No puedo, es más fuerte que yo.
Caminando en la noche, por las calles desiertas, como un paría, miro el cielo estrellado; no llevo ningún rumbo, voy a ciegas, a donde el destino me lleve. Con esta anforita de tequila, que me va curando las dolencias del alma, me da calor y valor. Embriagado de… amor, me paro en una esquina, no agunato más…y como un loco desaforado grito tu nombre ¡Soledad! Y me pregunto: ¿dónde estás? ¿por qué no has venido a…verme?
De regreso a casa, decepcionado por no encontrarte, por no saber tu dirección: nada sé de ti, sólo sé que existes nadamás para mí. Eres mi mujer amante, mi Soledad. Si tan sólo supieras cuánto te necesito en este momento. Saco la llave del bolso de mi pantalón, intento insertar la llave en el cerrojo, pero es inútil, el pulso me falla; maldito tequila como te odio. La puerta se abrió; yo buscándote y tu aquí, en mi casa. Saliste a abrirme la puerta con tu negliyé de seda negra. Me arrebataste la ánfora de alcohol, la bebiste impasiente, no dejaste ni una sola gota…me tiraste al piso, tu ropa se deslizo delicadamente sobre tu piel…tu brasier salió volando a través de la venta; no me dejaste ni siquiera cerrar las persianas. Y, como un salvaje, te arranqué la tanga roja que vos traías, comencé a acariciar tus piernas, me tomaste de la cabeza y me aventaste, quedé acostado, tú, parada, moviendo tus caderas como una danzante arabe; me estabas volviendo loco.
Mientras bailabas, yo me arrancaba la camisa, me desabotonaba el pantalón, impaciente; aventaba los zapatos, los calcetines…ya desnudo completamente, te grité, eufórico y exitado, por el vaivén de tus caderas, ¡siéntate en mi cara, quieres que sea mas explicito! Lo hizo, y fue ahí donde comenzo el juego de seducción. Tú me arañabas con tus largas uñas, teñidas de rojo, rasgabas mi pecho y mi espalda. Nos revolcamos como un par de salvajes, indomables, en la selva de la lujuria. Te decía que, está noche sería tu violador…pero, nuevamente, el violado fui yo.

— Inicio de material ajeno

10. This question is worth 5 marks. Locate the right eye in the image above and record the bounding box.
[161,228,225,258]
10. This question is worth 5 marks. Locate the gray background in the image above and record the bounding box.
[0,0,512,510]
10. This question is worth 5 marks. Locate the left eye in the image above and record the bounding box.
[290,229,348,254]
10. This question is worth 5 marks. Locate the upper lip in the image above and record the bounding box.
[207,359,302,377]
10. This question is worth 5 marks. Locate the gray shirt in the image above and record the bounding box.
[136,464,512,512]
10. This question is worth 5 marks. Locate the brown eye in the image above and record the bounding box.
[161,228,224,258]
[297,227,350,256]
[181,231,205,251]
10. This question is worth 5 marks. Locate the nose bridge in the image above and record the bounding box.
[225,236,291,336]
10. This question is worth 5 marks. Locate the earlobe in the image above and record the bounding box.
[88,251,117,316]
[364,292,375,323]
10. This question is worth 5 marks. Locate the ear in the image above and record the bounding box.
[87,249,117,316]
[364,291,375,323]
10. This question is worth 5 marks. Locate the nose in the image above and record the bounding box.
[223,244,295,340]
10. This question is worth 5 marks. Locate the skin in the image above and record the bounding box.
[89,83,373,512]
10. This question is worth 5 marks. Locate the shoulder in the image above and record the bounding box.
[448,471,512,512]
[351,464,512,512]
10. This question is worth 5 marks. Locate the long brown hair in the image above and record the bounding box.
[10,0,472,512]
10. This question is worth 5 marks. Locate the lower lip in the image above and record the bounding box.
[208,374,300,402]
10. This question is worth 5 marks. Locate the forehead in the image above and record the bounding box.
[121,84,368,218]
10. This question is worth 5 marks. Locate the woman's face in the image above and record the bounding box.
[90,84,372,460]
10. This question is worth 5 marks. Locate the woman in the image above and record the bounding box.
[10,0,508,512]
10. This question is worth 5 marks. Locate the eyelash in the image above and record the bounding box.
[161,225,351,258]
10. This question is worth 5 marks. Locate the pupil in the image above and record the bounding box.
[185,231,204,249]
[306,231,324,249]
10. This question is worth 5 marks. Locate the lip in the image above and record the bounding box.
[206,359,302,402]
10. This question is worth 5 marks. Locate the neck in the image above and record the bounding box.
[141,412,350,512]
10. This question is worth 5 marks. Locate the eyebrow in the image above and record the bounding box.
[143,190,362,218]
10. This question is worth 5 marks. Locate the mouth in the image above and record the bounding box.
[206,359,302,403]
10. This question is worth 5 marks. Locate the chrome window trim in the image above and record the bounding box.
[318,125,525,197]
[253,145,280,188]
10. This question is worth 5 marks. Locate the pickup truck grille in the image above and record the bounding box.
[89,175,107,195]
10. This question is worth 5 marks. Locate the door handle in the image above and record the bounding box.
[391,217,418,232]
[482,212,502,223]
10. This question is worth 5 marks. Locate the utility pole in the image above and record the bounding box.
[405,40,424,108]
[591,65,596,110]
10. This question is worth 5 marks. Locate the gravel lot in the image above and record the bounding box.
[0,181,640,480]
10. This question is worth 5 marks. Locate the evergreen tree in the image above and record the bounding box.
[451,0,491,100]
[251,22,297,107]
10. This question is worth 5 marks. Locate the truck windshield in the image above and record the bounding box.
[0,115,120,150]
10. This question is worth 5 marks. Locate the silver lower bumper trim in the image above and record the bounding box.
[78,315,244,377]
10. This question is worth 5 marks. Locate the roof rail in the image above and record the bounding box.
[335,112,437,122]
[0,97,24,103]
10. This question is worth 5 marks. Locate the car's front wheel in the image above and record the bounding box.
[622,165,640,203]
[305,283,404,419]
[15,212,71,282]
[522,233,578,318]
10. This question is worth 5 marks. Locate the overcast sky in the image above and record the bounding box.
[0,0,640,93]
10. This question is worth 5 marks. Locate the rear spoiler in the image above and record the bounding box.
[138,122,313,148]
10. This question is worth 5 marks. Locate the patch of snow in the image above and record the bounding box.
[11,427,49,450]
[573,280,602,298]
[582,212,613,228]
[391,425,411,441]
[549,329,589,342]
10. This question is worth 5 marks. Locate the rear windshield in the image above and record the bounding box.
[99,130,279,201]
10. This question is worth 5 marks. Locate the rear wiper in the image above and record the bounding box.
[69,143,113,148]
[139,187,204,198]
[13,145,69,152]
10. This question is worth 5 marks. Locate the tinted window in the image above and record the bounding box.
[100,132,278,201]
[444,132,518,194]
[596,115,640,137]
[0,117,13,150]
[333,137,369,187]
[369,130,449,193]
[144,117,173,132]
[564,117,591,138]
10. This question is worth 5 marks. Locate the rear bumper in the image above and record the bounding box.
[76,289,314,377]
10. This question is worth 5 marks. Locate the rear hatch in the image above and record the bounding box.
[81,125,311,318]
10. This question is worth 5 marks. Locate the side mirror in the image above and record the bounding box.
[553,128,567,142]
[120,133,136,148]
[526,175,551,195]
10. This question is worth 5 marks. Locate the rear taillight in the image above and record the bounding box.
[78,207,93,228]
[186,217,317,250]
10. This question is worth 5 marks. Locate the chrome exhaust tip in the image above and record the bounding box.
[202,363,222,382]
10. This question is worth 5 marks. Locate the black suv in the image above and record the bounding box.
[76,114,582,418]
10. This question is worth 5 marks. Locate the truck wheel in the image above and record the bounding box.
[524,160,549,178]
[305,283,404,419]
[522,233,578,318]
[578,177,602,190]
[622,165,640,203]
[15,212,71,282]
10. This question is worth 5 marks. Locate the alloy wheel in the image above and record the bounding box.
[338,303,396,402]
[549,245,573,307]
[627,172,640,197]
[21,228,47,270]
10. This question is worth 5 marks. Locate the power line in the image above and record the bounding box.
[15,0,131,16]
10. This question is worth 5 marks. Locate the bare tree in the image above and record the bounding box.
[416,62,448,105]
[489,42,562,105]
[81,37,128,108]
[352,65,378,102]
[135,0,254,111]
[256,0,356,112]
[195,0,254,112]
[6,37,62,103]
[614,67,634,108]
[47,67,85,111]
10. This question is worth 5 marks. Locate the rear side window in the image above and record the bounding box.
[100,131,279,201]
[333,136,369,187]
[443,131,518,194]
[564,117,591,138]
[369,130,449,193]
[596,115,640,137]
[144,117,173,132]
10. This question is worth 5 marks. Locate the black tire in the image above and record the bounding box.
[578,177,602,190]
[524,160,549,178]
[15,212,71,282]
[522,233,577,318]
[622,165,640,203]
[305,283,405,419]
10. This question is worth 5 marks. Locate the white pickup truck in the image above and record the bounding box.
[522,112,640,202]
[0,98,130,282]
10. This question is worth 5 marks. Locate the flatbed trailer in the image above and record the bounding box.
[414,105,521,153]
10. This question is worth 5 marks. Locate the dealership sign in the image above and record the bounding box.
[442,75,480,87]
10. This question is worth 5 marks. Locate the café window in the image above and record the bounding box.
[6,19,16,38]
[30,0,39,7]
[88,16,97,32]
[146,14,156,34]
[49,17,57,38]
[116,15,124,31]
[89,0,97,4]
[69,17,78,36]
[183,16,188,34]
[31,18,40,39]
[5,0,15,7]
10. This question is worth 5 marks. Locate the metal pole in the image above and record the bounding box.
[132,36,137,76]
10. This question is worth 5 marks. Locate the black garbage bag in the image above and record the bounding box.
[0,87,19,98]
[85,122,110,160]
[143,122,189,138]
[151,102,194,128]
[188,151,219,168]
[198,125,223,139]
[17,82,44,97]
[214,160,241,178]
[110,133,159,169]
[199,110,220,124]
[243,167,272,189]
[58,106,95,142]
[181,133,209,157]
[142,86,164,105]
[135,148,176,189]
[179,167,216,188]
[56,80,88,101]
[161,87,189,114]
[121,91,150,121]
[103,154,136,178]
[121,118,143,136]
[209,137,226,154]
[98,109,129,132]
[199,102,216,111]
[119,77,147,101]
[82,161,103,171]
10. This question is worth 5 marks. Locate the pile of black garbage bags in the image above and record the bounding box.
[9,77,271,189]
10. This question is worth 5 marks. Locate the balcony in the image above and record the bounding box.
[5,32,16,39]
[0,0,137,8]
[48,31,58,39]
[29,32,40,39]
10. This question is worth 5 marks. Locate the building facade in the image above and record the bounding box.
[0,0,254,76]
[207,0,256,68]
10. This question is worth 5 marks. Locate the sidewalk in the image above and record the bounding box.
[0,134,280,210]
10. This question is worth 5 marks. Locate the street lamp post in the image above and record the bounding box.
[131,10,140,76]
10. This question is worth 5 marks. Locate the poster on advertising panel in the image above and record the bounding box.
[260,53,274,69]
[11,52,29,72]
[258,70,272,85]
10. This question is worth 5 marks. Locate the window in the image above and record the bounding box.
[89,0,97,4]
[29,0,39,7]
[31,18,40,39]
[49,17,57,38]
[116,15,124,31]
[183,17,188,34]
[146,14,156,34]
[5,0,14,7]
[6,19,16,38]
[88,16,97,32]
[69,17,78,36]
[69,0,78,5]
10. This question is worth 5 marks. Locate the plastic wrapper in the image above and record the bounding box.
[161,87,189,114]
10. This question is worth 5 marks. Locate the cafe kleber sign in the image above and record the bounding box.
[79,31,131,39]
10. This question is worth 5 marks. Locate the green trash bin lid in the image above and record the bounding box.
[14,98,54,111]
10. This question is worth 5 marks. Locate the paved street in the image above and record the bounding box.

Tus pensamientos, tus deseos más ardientes, incendiaron mi habitación, pero los satisfaciste a placer, quedaste agotada. Te dormiste. Te cargué y te llevé a la cama, te acosté y te dejé, entre las piernas, una rosa roja, en botón como te gustan. Me vestí y salí por otra anforita de tequila y unos cigarros, al regresar ya no estabas, me dejaste un beso de carmín en el espejo del baño, y con el labial escribiste “cuando yo me haya ido, te envolveran mis piernas” , corrí a la venta, te vi caminando con tu vestido rojo, tus zapatos de tacón y te grité ¡S O L E D A D, N O M E D E J E S!…
Prendí un cigarrillo y no te quité la mirada hasta que doblaste en la esquina. Cerré la ventana y las persianas. Abrí la anforita y la consumí, toda, de un sólo trago, aventé la botella, me tiré en la cama y me dormí envuelto entre…tus piernas.

8 comentarios
Julio 12, 2007 a las 11:14 pm
Excelente! lo comparto contigo…
Julio 13, 2007 a las 6:48 pm
Pasando a Saludarte, Ya regresare pronto.. creo yo.. Besos y cuidate!
Julio 17, 2007 a las 12:33 am
Interesante…
Las mujeres son motivantes.
Julio 17, 2007 a las 12:41 am
…E inspiradoras.
Noviembre 28, 2007 a las 6:24 pm
Germías:
Entré a tu sitio, buscando una foto para ilustrar un tema llamado Soledad. Es increíble cómo una misma imágen puede ilustrar tan distintos sentimientos. Elegí ésta imágen, porque describe exactamente lo que es para mí la soledad. Un remanso de paz de donde surge un nuevo ser.
Y para tí la misma imágen te significa otra cosa. Entré buscando una foto y salí con el corazón lleno de hermosas poesías. Felicidades por tu inspiración.
Laura.
Marzo 24, 2009 a las 6:20 am
gua muy lindo felicidades realmente es muy impactante el sentimiento que hay aqui mil gracias por tener este espacio tan lindi e inspirador
Agosto 14, 2009 a las 3:17 pm
hola…
es algo muy inspirador…. me agrada…. kada vez q entro al inter…. me doy un tiempo para volverlo a leer….. me ayuda a olvidar muchas kosas…. =)
Agosto 21, 2009 a las 2:10 am
Muchas gracias por las frecuentes visitas, Zander. Me da gusto que sirvan de algo mis escritos. Cuando quieres entrar a ésta tu casa.